Memilih untuk tidak punya anak, dalam konteks ini, adalah jalan welas asih yang paling jernih—bagi diri sendiri (agar terbebas dari tuntutan peran yang tidak siap diemban), bagi dunia (agar tidak menambah beban penderitaan yang tak terurus), dan yang terpenting, bagi potensi makhluk baru yang akan hidup setelah kita, agar terhindar dari penderitaan yang tidak perlu. Dalam keputusan untuk menahan diri dari melahirkan, seseorang tidak sedang menolak kehidupan, melainkan sedang memeluknya dengan cara yang lebih luas: dengan tanggung jawab, dengan kesadaran, dan dengan kasih sayang yang tak terbatas pada darah dan nama.
Daftar Pustaka
Benatar, D. (2006) Better Never to Have Been: The Harm of Coming into Existence. Oxford: Oxford University Press.
Camus, A. (1991) The Myth of Sisyphus and Other Essays. New York: Vintage Books.
Donath, O. (2017) Regretting Motherhood: A Study. California: North Atlantic Books.
Gillespie, R. (2003) ‘Childfree and Feminine: Understanding the Gender Identity of Voluntarily Childless Women’, Gender & Society, 17(1), pp. 122–136.
Park, K. (2005) ‘Choosing Childlessness: Weber’s Typology of Action and Motives of the Voluntarily Childless’, Sociological Inquiry, 75(3), pp. 372–402.
Sartre, J.-P. (2007) Existentialism is a Humanism. London: Yale University Press.
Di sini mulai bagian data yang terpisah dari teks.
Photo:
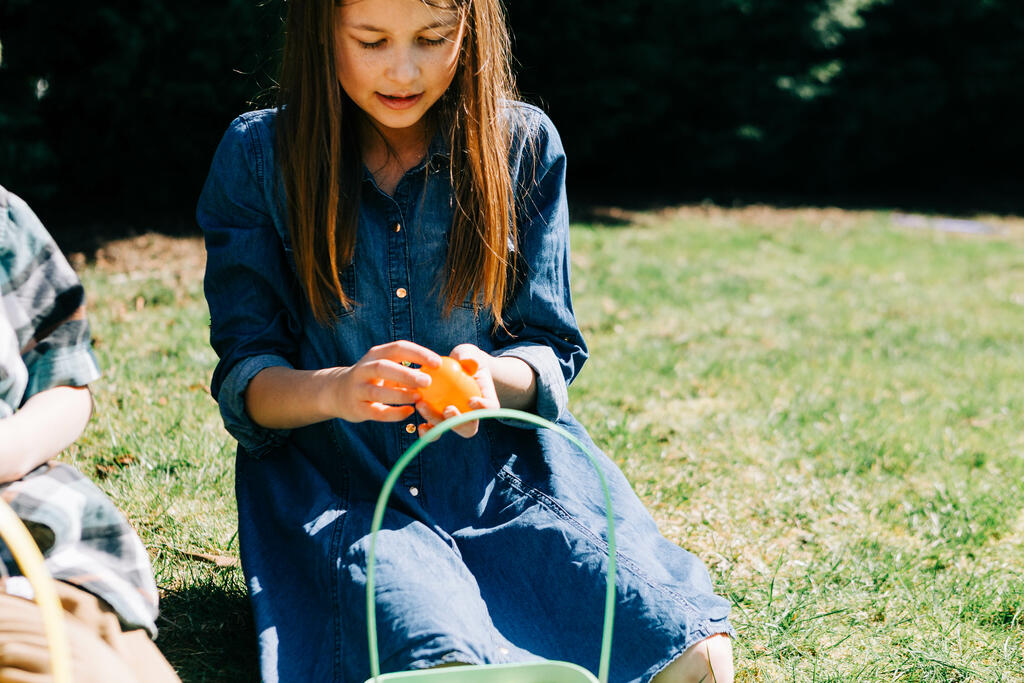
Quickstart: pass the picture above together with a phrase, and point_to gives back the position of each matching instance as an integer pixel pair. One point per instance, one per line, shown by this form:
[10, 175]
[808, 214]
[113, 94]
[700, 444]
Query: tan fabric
[101, 652]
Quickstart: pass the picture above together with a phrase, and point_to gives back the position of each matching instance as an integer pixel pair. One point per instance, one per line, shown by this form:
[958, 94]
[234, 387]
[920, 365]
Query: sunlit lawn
[826, 407]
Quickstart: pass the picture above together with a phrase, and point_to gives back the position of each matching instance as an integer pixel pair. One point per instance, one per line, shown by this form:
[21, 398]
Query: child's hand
[380, 386]
[476, 363]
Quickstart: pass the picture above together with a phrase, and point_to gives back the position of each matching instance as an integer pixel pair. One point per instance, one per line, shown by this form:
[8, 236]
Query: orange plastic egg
[450, 385]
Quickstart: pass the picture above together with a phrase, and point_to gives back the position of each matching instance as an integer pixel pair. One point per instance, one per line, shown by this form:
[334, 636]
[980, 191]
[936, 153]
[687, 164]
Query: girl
[397, 204]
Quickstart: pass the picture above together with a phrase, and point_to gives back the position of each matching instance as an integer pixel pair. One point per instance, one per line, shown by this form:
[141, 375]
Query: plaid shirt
[44, 342]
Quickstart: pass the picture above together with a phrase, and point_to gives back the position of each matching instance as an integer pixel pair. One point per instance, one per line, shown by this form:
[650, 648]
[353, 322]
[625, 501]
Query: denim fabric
[494, 548]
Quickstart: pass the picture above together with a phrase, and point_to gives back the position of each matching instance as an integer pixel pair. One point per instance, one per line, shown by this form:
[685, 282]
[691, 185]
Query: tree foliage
[122, 101]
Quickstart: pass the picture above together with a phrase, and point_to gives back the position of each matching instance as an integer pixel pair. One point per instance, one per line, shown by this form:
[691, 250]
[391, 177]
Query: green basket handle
[432, 435]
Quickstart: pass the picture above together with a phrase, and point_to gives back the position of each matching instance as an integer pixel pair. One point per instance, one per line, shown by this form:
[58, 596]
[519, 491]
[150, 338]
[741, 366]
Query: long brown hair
[321, 162]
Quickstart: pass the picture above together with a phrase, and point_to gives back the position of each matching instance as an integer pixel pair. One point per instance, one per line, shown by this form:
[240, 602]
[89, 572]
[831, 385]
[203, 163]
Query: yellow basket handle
[30, 560]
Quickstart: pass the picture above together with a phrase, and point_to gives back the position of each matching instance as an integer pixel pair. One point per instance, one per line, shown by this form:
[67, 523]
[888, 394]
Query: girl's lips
[398, 102]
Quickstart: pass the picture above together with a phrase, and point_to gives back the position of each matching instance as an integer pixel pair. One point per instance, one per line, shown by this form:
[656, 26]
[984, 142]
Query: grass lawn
[826, 407]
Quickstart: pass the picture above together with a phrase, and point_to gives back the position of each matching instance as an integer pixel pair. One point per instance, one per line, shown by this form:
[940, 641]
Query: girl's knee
[707, 662]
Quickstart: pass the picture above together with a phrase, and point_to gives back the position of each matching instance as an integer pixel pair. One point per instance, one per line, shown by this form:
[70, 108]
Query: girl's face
[395, 57]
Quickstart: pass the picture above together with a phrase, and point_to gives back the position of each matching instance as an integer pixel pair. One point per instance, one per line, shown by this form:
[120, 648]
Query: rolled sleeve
[540, 324]
[249, 287]
[552, 393]
[255, 439]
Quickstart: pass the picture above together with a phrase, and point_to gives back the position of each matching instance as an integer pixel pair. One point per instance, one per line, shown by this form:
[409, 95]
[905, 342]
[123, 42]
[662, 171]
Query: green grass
[824, 407]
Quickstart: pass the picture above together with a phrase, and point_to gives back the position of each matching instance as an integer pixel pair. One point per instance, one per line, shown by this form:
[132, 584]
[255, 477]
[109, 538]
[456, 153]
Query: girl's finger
[384, 413]
[404, 351]
[393, 395]
[389, 372]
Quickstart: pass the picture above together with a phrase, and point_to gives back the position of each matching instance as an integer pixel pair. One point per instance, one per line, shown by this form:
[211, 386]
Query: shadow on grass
[206, 632]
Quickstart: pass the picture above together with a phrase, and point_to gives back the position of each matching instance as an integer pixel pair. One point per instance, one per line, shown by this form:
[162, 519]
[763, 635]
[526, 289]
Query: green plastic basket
[529, 672]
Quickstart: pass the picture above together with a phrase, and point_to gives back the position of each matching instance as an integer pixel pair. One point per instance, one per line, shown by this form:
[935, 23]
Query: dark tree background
[112, 110]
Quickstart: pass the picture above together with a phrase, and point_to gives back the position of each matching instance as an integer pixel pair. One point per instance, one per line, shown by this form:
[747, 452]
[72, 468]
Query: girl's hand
[379, 386]
[477, 364]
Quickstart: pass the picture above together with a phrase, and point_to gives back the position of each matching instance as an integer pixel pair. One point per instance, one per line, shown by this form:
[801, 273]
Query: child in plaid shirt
[103, 575]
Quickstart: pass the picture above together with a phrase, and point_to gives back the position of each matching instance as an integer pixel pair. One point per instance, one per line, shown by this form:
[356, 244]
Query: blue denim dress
[494, 548]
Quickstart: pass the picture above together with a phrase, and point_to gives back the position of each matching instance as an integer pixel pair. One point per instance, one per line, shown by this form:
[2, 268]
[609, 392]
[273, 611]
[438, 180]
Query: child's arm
[45, 425]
Tim Penterjemah Kitab Suci Sutta Piṭaka (tanpa tahun) Khotbah-khotbah Panjang Sang Buddha (Dīgha Nikāya). Jakarta: DharmaCitta Press/Yayasan Pendidikan dan Penerbitan Lembaga-Lembaga Buddhis Indonesia.
Tim Penterjemah Kitab Suci Sutta Piṭaka, (tanpa tahun), Khotbah-khotbah Berkelompok (Saṁyutta Nikāya). Jakarta: DhammaCitta Press.
Tim Penterjemah Kitab Suci Sutta Piṭaka, (tanpa tahun), Khotbah-khotbah Menengah Sang Buddha (Majjhima Nikāya). Jakarta: DharmaCitta Press.
Tim Penterjemah Kitab Suci Sutta Piṭaka, (tanpa tahun), Sutta Piṭaka Khuddaka Nikāya: Itivuttaka. Jakarta: DharmaCitta Press.
Tim Penterjemah Kitab Suci Sutta Piṭaka, (tanpa tahun), Sutta Piṭaka Khuddaka Nikāya: Dharmapada. Jakarta: DharmaCitta Press.
Yonathan, M & Primadini, I, “Childfree Men: The Reasons Behind the Decision”, Jurnal Komunikasi ISKI, Vol. 8, No. 2, pp. 349-358.